Souffrance au travail : Éléments bibliographiques

Publié le 10/01/2012

Par Agnès Moillo-Batt, Groupe de Rennes, Comité de rédaction

Suite à ses recherches, le groupe de Lyon/Saint-Etienne dispose d’une bibliographie assez complète sur le sujet. Voici quelques références significatives.


Faisons remonter au premier ouvrage de M.-F. Hirigoyen, psychiatre et victimologue, la première référence au harcèlement moral, forme d’agression psychique. Dans cet ouvrage (Harcèlement moral : la violence perverse au quotidien, édition La Découverte, 1998), elle ne sépare pas le harcèlement moral dans la sphère privée ou dans la sphère publique (travail, contacts sociaux…). Ce livre fera date et provoquera une déferlante de témoignages et la médiatisation de situations dramatiques.

En 2001, M.-F. Hirigoyen, reviendra sur ces notions car dans le très grand succès de l’ouvrage, l’auteur distinguait une distorsion liée à l’emploi du terme moral (ce même concept qualifié de psychologique, eût signifié qu’il s’agissait uniquement d’une étude pour spécialistes sur des mécanismes psychologiques). Dans cet ouvrage, le champ d’investigation est limité au travail (Malaise dans le travail : harcèlement moral – démêler le vrai du faux, édition La Découverte, 2001). Le harcèlement moral au travail se définit comme toute conduite abusive (geste, parole, comportement, attitude…) qui porte atteinte, par sa répétition ou sa systématisation, à la dignité psychique ou physique d’une personne, mettant en péril l’emploi de celle-ci ou dégradant le climat de travail.

Dans le même temps, C. Dejours publie la 3ème édition de son livre Travail, usure mentale (Bayard Éditions, Paris, 2000), essai de psychopathologie du travail, « analyse de la souffrance psychique résultant de la confrontation des hommes à l’organisation du travail ». L’ouvrage passe en revue dans le champ des stratégies défensives, de la peur dans les tâches soumises à cadence, les différentes formes de peur, etc.

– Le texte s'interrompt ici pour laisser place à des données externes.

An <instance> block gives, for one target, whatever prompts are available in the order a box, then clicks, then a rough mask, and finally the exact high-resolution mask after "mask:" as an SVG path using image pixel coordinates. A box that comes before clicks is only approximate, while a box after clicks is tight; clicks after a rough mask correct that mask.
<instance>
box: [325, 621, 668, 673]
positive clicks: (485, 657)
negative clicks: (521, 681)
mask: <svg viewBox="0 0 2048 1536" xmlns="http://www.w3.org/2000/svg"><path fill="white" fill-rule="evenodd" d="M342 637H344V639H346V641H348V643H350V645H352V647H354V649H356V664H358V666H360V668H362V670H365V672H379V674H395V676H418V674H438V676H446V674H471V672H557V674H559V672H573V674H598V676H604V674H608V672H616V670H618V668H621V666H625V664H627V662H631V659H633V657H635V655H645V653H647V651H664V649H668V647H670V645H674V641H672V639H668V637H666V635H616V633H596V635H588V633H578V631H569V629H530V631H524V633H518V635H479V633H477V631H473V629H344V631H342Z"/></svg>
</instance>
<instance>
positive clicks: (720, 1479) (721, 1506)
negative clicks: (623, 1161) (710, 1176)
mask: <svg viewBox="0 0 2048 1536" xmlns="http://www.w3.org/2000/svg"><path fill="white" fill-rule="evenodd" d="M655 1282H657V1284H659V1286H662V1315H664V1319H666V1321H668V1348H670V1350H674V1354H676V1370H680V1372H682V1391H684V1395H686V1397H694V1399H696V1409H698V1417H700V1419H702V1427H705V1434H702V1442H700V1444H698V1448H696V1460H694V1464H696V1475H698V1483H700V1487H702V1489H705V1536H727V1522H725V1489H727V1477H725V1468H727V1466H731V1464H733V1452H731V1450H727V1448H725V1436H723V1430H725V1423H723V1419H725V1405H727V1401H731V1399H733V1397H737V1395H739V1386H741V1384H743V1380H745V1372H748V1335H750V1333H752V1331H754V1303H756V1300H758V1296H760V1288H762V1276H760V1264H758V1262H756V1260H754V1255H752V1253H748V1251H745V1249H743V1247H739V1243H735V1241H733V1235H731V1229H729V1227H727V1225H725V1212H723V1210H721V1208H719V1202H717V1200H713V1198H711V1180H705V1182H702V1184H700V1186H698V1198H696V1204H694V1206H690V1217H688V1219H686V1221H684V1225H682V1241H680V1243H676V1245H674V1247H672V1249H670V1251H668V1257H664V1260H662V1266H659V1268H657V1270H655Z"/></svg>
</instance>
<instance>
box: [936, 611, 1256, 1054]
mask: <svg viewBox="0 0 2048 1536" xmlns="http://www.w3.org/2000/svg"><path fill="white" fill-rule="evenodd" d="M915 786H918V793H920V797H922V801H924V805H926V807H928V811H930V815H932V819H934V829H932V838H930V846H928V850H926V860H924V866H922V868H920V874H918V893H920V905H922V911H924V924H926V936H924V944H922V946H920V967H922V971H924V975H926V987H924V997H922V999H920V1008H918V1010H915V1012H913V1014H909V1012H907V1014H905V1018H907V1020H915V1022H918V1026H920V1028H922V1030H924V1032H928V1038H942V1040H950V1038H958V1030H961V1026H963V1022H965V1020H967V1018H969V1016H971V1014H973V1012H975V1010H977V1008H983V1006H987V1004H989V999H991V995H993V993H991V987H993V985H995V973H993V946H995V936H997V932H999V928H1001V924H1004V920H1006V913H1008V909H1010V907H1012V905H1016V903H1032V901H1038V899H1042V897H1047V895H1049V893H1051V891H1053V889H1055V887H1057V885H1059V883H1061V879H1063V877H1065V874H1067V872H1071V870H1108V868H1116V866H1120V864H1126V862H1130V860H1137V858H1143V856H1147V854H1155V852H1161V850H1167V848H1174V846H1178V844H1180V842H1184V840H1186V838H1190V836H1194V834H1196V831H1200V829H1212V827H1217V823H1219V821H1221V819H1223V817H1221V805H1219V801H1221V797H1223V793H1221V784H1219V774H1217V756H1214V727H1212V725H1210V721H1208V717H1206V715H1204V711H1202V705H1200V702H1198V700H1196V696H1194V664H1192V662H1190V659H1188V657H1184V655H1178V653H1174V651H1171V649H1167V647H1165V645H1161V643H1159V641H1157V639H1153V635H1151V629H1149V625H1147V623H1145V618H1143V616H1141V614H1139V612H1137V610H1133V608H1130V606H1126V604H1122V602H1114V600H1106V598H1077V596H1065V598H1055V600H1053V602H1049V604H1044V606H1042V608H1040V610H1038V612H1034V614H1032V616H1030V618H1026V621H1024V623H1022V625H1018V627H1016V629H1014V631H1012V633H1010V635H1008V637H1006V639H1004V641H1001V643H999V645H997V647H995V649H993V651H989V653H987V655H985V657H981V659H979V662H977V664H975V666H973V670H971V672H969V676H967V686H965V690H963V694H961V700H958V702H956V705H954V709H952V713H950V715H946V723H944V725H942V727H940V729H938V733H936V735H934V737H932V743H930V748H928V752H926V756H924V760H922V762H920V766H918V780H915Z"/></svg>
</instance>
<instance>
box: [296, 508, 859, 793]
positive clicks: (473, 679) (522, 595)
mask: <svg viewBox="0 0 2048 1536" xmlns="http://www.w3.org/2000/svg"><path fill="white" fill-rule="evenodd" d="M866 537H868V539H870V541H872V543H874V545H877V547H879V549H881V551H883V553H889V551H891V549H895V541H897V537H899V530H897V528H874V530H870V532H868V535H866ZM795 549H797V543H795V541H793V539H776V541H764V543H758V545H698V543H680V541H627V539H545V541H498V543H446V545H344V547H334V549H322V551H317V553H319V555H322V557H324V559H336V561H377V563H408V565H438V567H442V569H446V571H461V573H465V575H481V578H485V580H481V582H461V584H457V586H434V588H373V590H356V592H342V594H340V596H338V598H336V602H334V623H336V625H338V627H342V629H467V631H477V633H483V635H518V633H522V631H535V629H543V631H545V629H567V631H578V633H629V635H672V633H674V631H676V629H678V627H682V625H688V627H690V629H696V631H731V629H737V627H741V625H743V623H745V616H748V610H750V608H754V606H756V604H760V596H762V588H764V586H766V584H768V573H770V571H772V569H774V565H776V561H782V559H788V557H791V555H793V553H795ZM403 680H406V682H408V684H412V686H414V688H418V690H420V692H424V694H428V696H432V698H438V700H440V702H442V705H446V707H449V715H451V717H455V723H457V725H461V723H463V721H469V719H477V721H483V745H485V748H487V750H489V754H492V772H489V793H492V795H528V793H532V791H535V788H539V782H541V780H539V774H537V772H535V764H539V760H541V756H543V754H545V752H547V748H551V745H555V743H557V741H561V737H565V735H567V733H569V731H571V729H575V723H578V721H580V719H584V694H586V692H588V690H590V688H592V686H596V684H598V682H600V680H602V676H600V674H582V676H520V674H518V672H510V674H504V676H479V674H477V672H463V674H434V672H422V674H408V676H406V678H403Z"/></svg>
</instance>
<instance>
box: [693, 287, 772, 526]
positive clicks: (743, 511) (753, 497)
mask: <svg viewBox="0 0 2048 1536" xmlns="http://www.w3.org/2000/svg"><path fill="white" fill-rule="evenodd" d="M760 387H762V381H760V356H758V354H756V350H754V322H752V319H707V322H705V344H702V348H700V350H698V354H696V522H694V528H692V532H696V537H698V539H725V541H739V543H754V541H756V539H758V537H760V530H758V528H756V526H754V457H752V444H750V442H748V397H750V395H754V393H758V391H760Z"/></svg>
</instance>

Au fil du temps, de nombreuses recherches critiques encouragent un passage de la pathologie à la normalité, ce qui conduit l’auteur à une autre appellation, celle de psychodynamique du travail. Celle-ci, en s’insérant dans le champ de la santé, se démarque de la médecine du travail (prévenir, dépister, soigner) et de l’ergonomie (action sur les conditions de travail). Cette somme s’écarte délibérément des aspects quantitatifs et épidémiologiques (questionnaires, statistiques, patterns comportementaux…) du travail.

En 2006, paraît, sous la direction de N. Combalbert et C. Riquelme-Sénégou, une analyse de la diversité des risques, réalisée par un panel de consultants et d’experts multidisciplinaires (Le Mal-être au travail : souffrance psychique, harcèlement moral, stress, agressivité et conflits, violence au travail, burn out, Paris, Presses de la Renaissance, 2006). L’ouvrage est très documenté en cas réels rencontrés sur les lieux de travail et ouvre une porte sur les risques professionnels et les problèmes de santé publique, de plus en plus graves. Les analyses sont effectuées du point de vue de consultants dans une entreprises. Les médecins généralistes au contact quotidien d’une population fragile, stressée, inquiète… risquent de ne pas y trouver leur compte.
Plus près de nous, citons un essai sans ambition théorique – au dire de l’auteur, Dominique Huez, médecin du travail dans une centrale nucléaire (Souffrir au travail, Paris, éditions Privé, 2008). Les projecteurs sont braqués sur un aspect non encore abordé, dans un contexte où il est courant de rejeter la responsabilité des passages à l’acte violents sur des motifs d’ordre privé ou familial, l’auteur retourne la question : se pourrait-il que les conditions de travail se dégradent tellement du point de vue des personnels que la vie familiale en paye les conséquences ? Mais, observe-t-il, il est plus facile pour une entreprise d’incriminer l’entourage et créer une cellule d’écoute que de poser la question de sa propre responsabilité.

Signalons enfin le livre de Jacques Baugé, médecin du travail, et Daniel Pierrejean, de formation juridique, cadre, syndicaliste et ancien conseiller prud’homal (Mal-vivre au travail : stress, harcèlement, mondialisation, comprendre, repérer et agir, éditions Paulo-Ramand, Nantes, 2010). Le champ est vaste mais les qualifications des auteurs offrent un complément intéressant par rapport à des ouvrages cités plus haut. C’est le cas d’un grand nombre de cas concrets de détresse présentés avec une grande empathie (usure dans les centres d’appels, « le poids de la pendule, le choc du stress », crise, etc.). De plus ces cas sont présentés sous différents angles de vue (coût, soins, attention à la personne, etc.) peu ou pas abordés ailleurs.